Concurrency mostly involves the unit of the Process, which is conceptually a manager for a single interpreter. Concurrency may be performed within the context of a single process, using stack / control-flow interaction, or across processes using messaging.
Processes in Slate run in turns, each acting as an interpreter with an event loop. They also act as object pools, being opaque and having a context with various local elements which must be explicitly published to be visible to objects in other Processes.

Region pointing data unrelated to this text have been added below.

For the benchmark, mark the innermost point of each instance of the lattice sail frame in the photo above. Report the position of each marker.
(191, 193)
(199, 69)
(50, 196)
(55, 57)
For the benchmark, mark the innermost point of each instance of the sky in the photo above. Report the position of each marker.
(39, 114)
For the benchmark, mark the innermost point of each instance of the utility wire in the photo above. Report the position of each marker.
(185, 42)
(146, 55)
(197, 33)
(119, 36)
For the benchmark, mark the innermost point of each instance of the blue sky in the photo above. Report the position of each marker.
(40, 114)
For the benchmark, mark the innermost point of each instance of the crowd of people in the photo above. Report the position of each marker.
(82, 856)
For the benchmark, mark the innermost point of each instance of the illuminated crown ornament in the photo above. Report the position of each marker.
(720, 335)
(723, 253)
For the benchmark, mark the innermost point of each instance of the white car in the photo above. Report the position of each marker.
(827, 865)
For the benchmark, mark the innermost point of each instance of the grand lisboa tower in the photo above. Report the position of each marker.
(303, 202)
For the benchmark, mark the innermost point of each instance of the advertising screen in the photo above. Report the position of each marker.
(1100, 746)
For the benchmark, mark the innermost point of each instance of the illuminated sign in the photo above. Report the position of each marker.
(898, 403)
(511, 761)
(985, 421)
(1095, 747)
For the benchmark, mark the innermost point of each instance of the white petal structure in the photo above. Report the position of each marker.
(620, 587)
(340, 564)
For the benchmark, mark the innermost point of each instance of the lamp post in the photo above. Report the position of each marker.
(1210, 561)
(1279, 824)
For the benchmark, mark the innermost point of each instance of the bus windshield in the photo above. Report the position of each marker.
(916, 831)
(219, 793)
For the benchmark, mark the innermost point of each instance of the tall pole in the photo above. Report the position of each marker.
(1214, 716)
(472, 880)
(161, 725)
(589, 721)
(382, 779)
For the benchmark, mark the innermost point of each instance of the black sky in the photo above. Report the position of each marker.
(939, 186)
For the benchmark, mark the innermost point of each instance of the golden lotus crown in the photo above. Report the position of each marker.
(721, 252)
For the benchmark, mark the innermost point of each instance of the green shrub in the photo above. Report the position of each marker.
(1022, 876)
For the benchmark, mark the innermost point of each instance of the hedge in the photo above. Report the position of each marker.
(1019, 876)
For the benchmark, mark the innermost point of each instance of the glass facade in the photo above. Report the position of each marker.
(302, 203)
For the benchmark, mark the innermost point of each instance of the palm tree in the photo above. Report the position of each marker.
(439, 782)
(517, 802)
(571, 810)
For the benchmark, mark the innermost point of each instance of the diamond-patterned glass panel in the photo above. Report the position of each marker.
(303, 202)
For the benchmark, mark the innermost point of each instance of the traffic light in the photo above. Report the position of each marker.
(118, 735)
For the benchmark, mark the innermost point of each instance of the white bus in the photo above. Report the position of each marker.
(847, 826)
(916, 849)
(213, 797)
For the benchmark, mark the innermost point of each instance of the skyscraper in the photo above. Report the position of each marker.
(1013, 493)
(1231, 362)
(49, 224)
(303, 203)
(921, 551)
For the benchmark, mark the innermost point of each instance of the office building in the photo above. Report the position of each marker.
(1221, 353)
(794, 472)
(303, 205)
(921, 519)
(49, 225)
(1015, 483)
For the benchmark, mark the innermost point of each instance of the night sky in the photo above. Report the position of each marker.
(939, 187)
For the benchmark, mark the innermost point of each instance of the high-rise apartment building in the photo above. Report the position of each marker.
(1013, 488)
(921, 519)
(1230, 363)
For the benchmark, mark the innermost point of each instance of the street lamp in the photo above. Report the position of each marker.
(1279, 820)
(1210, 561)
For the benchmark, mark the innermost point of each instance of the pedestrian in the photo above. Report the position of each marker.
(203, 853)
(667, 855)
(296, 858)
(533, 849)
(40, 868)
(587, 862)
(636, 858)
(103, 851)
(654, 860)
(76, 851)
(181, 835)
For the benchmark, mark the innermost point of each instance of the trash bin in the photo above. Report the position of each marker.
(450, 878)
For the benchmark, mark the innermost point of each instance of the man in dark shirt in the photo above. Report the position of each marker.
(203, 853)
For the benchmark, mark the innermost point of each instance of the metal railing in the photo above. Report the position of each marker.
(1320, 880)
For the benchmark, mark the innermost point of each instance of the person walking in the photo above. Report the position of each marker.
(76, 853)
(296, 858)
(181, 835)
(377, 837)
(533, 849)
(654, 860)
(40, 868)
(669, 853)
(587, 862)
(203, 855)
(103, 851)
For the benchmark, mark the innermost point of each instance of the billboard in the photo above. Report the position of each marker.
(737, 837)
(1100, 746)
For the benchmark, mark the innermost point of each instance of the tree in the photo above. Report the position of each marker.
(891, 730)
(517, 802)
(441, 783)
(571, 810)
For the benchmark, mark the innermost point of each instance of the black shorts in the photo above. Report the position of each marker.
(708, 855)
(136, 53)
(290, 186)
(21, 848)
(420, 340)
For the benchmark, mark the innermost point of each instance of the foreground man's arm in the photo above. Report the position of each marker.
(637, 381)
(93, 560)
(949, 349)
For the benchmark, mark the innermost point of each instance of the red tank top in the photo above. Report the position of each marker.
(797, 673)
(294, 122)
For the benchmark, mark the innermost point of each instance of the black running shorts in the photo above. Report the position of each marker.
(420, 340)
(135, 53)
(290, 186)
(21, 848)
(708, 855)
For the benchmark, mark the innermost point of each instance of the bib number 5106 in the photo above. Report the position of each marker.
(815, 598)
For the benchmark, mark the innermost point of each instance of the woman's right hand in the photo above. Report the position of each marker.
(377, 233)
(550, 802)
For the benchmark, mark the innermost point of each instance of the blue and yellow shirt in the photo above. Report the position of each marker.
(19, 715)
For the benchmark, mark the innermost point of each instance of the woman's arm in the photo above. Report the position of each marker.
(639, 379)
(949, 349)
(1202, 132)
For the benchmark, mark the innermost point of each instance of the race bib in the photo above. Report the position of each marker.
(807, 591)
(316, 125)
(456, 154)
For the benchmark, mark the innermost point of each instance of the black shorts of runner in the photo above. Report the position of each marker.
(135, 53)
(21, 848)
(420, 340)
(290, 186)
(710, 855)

Coupled with event-loop concurrency is Slate's support of deferred execution, using the % prefix for selectors (for the message-send) or for entire expressions. When a deferral is performed on a message-send, we call it an eventual message-send. If the return value is in a syntactic position where it might be used, the caller may expect an object of type Reference or Promise to be delivered as the answer. These objects are resolvable placeholders, which may also communicate errors in the requested computation.
What's significant is that the use of deferred evaluation means that the relevant expression costs the caller nothing in the immediate execution turn; no matter how expensive side-effecting an expression may be, it will not be executed until at least the next turn in the owning process. Specifically, when a deferred expression is evaluated, it is turned into an event and added to the end of the owner Process' queue. When a process finishes each turn, it executes one event at a time from the other end of the queue. Also, if one deferred expression involves the use of the return value from another deferred expression, the dependency will be enforced so that such events will execute in the data-flow partial order in which they were created.